Jake gibi, tüm arkadaşları da İkinci Sınavın sonunda Oracle Uzay Depolama Becerisini satın almıştı, ancak bu beceri, hacmi bir metreküp ile sınırlı olan daha düşük bir versiyonuydu. Krishler veya Nosklar gibi daha iyi hazırlanmış Oyuncularla defalarca karşılaşmaları, bu bileziğin ne kadar önemli olduğunu anlamalarını sağlamıştı.
İkinci Sınav, onlara yüksek Oracle Sıralamasına sahip olsalar bile, sosyal statü veya Kutsamalar açısından rahat bir kimlik veya ayrıcalıkların her zaman garanti edilmediğini kanıtlamıştı. Bir Sınavın başlangıcı bile son derece kaotik olabilirdi. Okyanustaki ilk simülasyon, onlara acı bir tat bırakmıştı.
Gruptaki tek istisna Kyle'dı. Ne yazık ki, çok erken elenmiş ve sadece 100 kredi olan minimum ödülü almıştı. Playboy ne kadar utanç duysa da, grubun en fakir ve en zayıf üyesi olduğu acı gerçeğini kabul etmek zorundaydı. Tim ve Will bile onu geçmişti.
Oracle Rank 4'teki onbaşı rütbesi de grubun en düşüktü. Sadece Rank 5 çavuş olan Esya dışında, Sarah Rank 6 kıdemli çavuş, Tim, Kevin, Vincent ve Lily Rank 7 birinci sınıf çavuş, Will ve Enya ise Rank 8 başçavuş rütbesine ulaşmıştı.
Utanacak çok şeyi vardı. Özellikle çocuklar çok acımasız olabiliyordu. Tim ve Lily, kendi rütbelerini onunla karşılaştırarak yarasına tuz basmayı çok seviyorlardı.

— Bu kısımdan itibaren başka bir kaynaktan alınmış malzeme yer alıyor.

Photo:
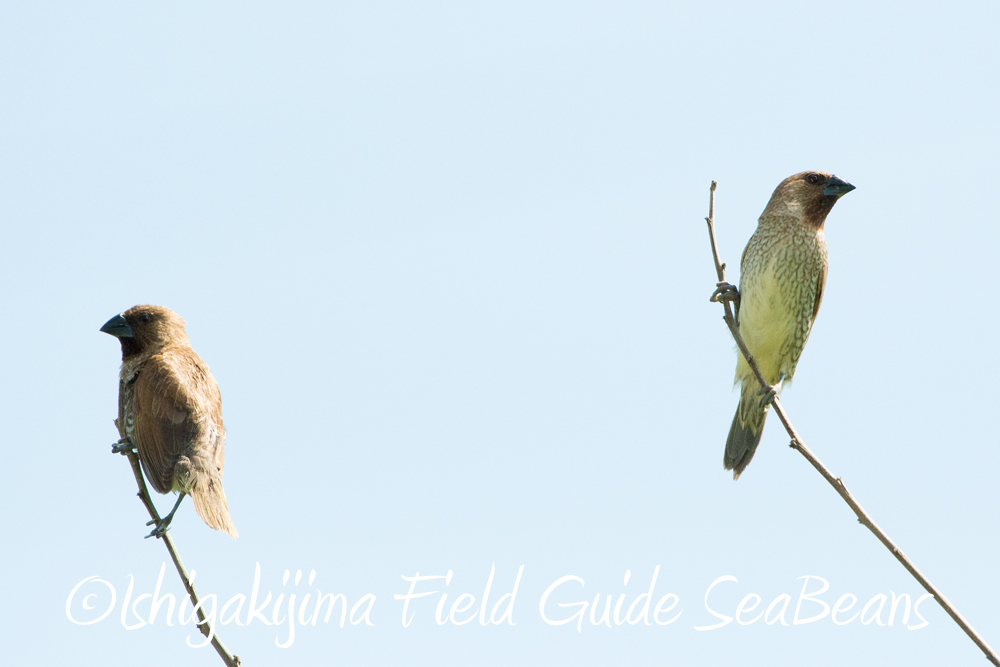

Sarah geldiğinde Jake, onun göz bebeklerinin artık eskisi gibi sarı değil, turuncu olduğunu fark etti. Bu, Ordeal'dan döndüklerinde dikkatini çekmemiş bir ayrıntıydı, ama şimdi gözlerinin renginin değiştiği çok açıktı.
Bu ayrıntıyı fark ettiğinde, tüm tutarsızlıklar ona doğal olarak açık hale geldi. Kulakları biraz daha sivri, köpek dişleri daha uzundu ve kırmızı verniği pençelerinin varlığını gizlemeye yetmiyordu. Myrtharian Body becerisinin etkisiyle bu değişiklikler fark edilmeden kalmıştı.
"Kaos Zhorion'un kanını mı aldın?" Jake retorik bir şekilde sordu. Bu bir sorudan çok bir ifade gibiydi.
Sarah, Kaos Kabilesi Şehrindeki üçüncü denemesinde elenmişti. Böyle bir ödül mantıklıydı.
"Neden soruyorsun, biliyorsan?" Sarah sertçe cevap verdi. Ama bunu söyledikten sonra hemen pişman oldu ve başını eğip ondan uzaklaştı.
Belki de kadınlar arası dayanışma duygusundan, Enya ve Esya gözlerini devirdi ve tek kelime etmeden Sarah'ın peşinden koştu. Daha önce Sarah'ın kendisine soğuk davrandığından emin değildi, ama artık bundan emindi.
İçinde öfkeyle kaynayan Jake, duygularını bastırdı. Antisosyal olabilir, ama kesinlikle aptal değildi. Xi'nin yapıcı yorumlarıyla Sarah'nın davranışını iyi anlamıştı.
Onun hakkında aşağılık kompleksi mi vardı, onu rakip mi görüyordu, potansiyel bir seks partneri miydi, yoksa adet döneminde miydi, her neyse, zorlanarak ve iğrenç davranarak onu tavlayabileceğini düşünüyorsa yanılıyordu.
[ Ona bir şans ver. ] Xi ona nazikçe fısıldadı. [ Kyle gibi, Myrmidian kanı onun duygularını olumsuz etkiliyor, ama aptalca davrandığını ve senin düşmanı olmadığını anladığında sakinleşecektir. Onun açık tekliflerini reddederek egosunu incittiğini unutma. Eğer o senin kadının olsaydı, senden yararlanmak o kadar utanç verici olmazdı. Herkes Will gibi dünyaya pragmatik bir bakış açısına sahip değildir. Bu sorunu bir kez ve sonsuza kadar çözmek istiyorsan, erkek ol. O da bunu istiyor.]
"Tamam, ama şimdi değil. Çabuk kendine gelsin. Bir sonraki sınavda da böyle davranırsa, hepimiz cezalandırılırız."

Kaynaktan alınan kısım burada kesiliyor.